In a world where English has become the default language of convenience of the internet, of truncated global headlines, of half-baked subtitled content, she reminds you that language is more than convenience.
It’s culture. Identity. Trust.
In that moment, Estevao didn’t just hear questions he heard respect. Maybe even a hint of home. Because here’s the truth: when you speak to someone in their own language, you’re speaking to more than their ears. You reach beneath the surface. And that kind of power isn’t something the internet can fabricate.
In an era where “good enough” gets repurposed, where AI translations and auto-subtitles promise to do the thinking for you, her understated effort suddenly feels radical. People who push beyond the IKEA-flatpack level of engagement are becoming rare creatures.
And make no mistake: this is a woman destined for bigger stages. Genuine multilingual dexterity and emotional intelligence are scarce, and the global game is screaming for them. That’s currency. That’s leverage.
Meanwhile, we’re letting our communicative muscles atrophy on the altar of convenience. We’ve become passengers in our own conversations. Tourists in our own cultural lives. And I sometimes wonder if I’m becoming the communicative equivalent of my neglected Ficus leaf plant: technically alive, yes, but listing in the corner, losing leaves, and surviving only on the faint hope someone will eventually apply some Baby Bio.

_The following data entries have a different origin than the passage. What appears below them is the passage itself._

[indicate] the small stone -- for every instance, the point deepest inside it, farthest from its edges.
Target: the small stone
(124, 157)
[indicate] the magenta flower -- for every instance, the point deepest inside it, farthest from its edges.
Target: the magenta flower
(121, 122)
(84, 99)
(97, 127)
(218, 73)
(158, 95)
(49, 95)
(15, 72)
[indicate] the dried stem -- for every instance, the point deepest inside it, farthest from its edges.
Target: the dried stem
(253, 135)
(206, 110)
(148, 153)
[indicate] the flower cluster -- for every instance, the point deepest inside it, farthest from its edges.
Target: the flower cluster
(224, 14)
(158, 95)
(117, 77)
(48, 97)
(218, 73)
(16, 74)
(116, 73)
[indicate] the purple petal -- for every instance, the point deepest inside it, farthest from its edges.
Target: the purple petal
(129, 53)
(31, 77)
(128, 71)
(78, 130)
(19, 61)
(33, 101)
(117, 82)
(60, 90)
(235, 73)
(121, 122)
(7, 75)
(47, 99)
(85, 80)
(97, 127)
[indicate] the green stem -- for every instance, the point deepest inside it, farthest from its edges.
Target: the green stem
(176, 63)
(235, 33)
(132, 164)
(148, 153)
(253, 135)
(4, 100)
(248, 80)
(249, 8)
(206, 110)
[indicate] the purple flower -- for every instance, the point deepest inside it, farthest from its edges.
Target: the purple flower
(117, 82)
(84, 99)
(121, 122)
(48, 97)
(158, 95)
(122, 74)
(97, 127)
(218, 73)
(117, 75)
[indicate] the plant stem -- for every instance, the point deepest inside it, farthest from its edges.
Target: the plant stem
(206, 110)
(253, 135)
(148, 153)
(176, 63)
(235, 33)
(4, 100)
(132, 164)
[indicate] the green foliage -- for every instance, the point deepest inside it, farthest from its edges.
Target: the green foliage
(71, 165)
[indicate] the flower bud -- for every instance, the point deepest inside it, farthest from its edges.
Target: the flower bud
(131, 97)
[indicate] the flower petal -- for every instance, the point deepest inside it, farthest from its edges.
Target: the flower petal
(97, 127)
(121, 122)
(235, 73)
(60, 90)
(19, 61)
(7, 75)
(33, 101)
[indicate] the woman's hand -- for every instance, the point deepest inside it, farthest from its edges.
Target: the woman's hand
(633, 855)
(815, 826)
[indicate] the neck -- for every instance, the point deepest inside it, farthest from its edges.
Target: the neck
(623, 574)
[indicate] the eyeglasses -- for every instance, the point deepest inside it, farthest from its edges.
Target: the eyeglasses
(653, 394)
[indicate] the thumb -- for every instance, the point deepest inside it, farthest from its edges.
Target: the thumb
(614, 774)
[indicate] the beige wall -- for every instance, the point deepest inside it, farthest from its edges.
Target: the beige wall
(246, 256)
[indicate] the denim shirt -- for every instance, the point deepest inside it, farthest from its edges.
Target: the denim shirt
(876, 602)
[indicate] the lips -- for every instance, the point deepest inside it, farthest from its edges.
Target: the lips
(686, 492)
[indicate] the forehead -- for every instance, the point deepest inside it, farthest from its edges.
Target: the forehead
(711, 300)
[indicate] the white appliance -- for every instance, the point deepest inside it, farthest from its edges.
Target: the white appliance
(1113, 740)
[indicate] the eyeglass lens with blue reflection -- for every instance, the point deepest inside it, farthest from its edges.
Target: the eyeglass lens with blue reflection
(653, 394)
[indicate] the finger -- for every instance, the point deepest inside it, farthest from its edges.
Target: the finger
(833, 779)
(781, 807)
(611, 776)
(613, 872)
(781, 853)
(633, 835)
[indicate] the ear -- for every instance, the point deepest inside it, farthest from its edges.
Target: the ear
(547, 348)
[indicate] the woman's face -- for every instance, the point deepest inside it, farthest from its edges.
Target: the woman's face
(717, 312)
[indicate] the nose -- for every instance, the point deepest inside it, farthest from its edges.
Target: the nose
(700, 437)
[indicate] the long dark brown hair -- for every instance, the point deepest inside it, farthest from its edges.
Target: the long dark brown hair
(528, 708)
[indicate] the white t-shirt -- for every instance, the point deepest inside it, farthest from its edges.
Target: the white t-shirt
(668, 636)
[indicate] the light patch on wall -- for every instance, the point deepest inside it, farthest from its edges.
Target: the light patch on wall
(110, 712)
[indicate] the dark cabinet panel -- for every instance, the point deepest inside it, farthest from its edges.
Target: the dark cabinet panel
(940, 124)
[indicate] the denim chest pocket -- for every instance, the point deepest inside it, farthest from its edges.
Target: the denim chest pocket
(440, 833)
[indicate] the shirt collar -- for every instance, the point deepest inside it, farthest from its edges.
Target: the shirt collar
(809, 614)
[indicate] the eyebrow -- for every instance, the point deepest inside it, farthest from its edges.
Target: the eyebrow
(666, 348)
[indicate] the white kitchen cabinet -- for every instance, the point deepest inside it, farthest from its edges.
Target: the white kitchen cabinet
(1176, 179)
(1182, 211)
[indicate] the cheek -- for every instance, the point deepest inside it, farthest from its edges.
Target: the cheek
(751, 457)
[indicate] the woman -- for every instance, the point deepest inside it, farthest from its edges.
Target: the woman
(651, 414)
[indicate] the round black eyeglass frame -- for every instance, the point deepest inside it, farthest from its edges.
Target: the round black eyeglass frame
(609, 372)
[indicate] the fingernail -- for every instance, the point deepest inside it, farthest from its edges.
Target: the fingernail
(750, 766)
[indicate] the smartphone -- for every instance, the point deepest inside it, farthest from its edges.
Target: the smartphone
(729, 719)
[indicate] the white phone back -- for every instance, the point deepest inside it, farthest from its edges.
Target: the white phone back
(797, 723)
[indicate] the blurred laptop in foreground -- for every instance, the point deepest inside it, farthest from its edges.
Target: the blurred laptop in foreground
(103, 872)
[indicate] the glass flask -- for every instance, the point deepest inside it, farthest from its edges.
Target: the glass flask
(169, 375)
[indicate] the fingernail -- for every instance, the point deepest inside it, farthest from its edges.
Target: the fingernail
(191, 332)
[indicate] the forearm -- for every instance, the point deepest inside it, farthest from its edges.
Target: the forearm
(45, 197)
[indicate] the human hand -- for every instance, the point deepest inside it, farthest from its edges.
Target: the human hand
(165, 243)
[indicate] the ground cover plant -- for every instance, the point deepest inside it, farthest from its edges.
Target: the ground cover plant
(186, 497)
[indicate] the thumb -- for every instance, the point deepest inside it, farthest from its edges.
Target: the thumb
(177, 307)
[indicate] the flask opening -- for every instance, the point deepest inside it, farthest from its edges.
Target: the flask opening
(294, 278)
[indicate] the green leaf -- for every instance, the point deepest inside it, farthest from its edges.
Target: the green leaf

But there she is, carving out a moment of real connection in the middle of football’s industrial-grade hashtagPR routine. No emoji filters. No AI magic. A superpower earned the old-fashioned way.
So here’s the takeaway:
If you want to be special in an age of machine-generated sameness, build a superpower that demands effort. Any effort. Real effort.
Language. Curiosity. Craft. Sensitivity.
Anything that can’t be downloaded, push-notified or AI-summarised into beige paste.
Whether we like it or not, excellence may soon be the only true differentiator left.
And Alex Aljoe; in one uncluttered, post-match moment, reminded us exactly why.